In the Australian case of Lincoln Mills (Australia) Ltd v Gough  VR 193, the court held that payments which the company were bound to make to a managing director under his service contract, upon the termination of his office as managing director, were not rendered unlawful by s 129(1)(a) of the Companies Act 1961, Victoria.
The wording of s 168(1)(a) was considered by Goh Joon Seng J in Britannia Brands v Premchand and by the Court of Appeal in Grinsted's case. The Court of Appeal held in Grinsted that the difference in wording between s 168(1)(a) of the Singapore Companies Act (Cap 50) and s 121(1)(a) of the Companies Act 1961, Victoria, is material and must have been intentionally made. Accordingly, the Court of Appeal found that s 168(1)(a) of the Companies Act (Cap 50) does have a broader scope than the equivalent Victorian provision considered. Nevertheless, the Court of Appeal in Grinsted's case found that severance payments which the company had agreed to make to an executive director under his service contract were not rendered unlawful by s 168(1)(a). The court found that the severance benefits were part and parcel of the remuneration package agreed with the executive director and were, therefore, not paid with the object of compensating him for the loss of his office or in consideration of his retirement therefrom.
Exclusions from s 168(1)(a)
Section 168(5) of the Companies Act (Cap 50) expressly provides that payments to a director of a company by way of compensation for loss of office or as consideration for or in connection with his retirement from office shall exclude:
(a) any payment under an amount entered into before 1 January 1967;
(b) any payment under an agreement particulars of which have been disclosed to and approved by special resolution of the company;
(c) any bona fide payment by way of damages for breach of contract;
(d) any bona fide payment by way of pension or lump sum payment in respect of past services, including any superannuation or retiring allowance, superannuation gratuity or similar payment, where the value or amount of the pension or payment, except in so far as it is attributable to contributions made by the director, does not exceed the total emoluments of the director in the three years immediately preceding his retirement or death; or
(e) any payment to a director pursuant to any agreement made between the company and him before he became a director of the company as the consideration or part of the consideration for the director agreeing to serve a company as a director.

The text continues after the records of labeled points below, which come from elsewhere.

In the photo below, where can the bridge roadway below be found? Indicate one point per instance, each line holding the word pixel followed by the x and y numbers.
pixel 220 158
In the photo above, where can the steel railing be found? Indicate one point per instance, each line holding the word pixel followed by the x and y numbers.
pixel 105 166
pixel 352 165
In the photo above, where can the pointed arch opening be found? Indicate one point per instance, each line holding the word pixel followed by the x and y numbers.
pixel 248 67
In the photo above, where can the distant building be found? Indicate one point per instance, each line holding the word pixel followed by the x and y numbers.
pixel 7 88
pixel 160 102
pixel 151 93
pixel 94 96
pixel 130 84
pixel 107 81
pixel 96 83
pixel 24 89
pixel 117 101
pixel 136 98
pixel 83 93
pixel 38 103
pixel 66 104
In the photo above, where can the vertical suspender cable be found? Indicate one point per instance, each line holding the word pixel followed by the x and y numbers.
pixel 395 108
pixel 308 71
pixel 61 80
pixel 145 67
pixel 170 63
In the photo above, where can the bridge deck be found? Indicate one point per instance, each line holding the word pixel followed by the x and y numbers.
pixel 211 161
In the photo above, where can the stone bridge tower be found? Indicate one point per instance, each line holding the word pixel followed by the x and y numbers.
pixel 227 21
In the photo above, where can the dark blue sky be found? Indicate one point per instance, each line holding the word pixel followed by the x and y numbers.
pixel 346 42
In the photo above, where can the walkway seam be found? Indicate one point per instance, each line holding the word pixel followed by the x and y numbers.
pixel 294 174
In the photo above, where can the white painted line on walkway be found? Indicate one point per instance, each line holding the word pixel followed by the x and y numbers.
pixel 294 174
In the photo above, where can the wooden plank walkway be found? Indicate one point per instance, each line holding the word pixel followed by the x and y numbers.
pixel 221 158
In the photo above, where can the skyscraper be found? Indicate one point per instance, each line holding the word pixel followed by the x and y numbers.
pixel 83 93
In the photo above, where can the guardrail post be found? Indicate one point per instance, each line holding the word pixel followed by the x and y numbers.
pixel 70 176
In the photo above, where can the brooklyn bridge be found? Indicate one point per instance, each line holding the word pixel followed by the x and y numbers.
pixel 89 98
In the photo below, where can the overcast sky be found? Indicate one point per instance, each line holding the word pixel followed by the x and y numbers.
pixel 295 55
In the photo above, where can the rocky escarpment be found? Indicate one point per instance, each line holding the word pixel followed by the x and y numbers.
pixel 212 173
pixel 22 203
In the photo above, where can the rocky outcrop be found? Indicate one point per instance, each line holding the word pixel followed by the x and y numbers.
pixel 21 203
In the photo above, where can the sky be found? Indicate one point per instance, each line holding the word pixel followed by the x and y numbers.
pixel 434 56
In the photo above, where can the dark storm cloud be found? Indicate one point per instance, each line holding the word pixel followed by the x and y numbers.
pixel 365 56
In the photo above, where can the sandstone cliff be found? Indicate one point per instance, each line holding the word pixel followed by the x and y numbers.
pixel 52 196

In Grinsted's case, the court held that severance benefits were also excluded under s 168(5)(d) of the Companies Act (Cap 50). Whether or not any retrenchment package is caught by s 168(1)(a) of the Companies Act (Cap 50) will, of course, depend on the particular circumstances of the case. On the authority of Grinsted's case, however, payments made under a retrenchment package included in an executive director's contract of service will be outside s 168(1)(a) of the Companies Act (Cap 50) if the package is part and parcel of the executive director's remuneration package pursuant to which the executive director had been induced to accept employment with the company, and the payments were not made with the object of compensating the director for loss of his office or in consideration of his retirement therefrom.
A retrenchment package may arguably also fall within the exceptions set out
s 168(5)(c) or (d) of the Companies Act (Cap 50). The best course for any executive director whose contract of service includes a retrenchment of severance package is to have the particulars of the contract disclosed to and approved by a special resolution of the company, so as to bring monies payable under such a package within the exception set out in s 168(5)(b) of the Companies Act (Cap 50).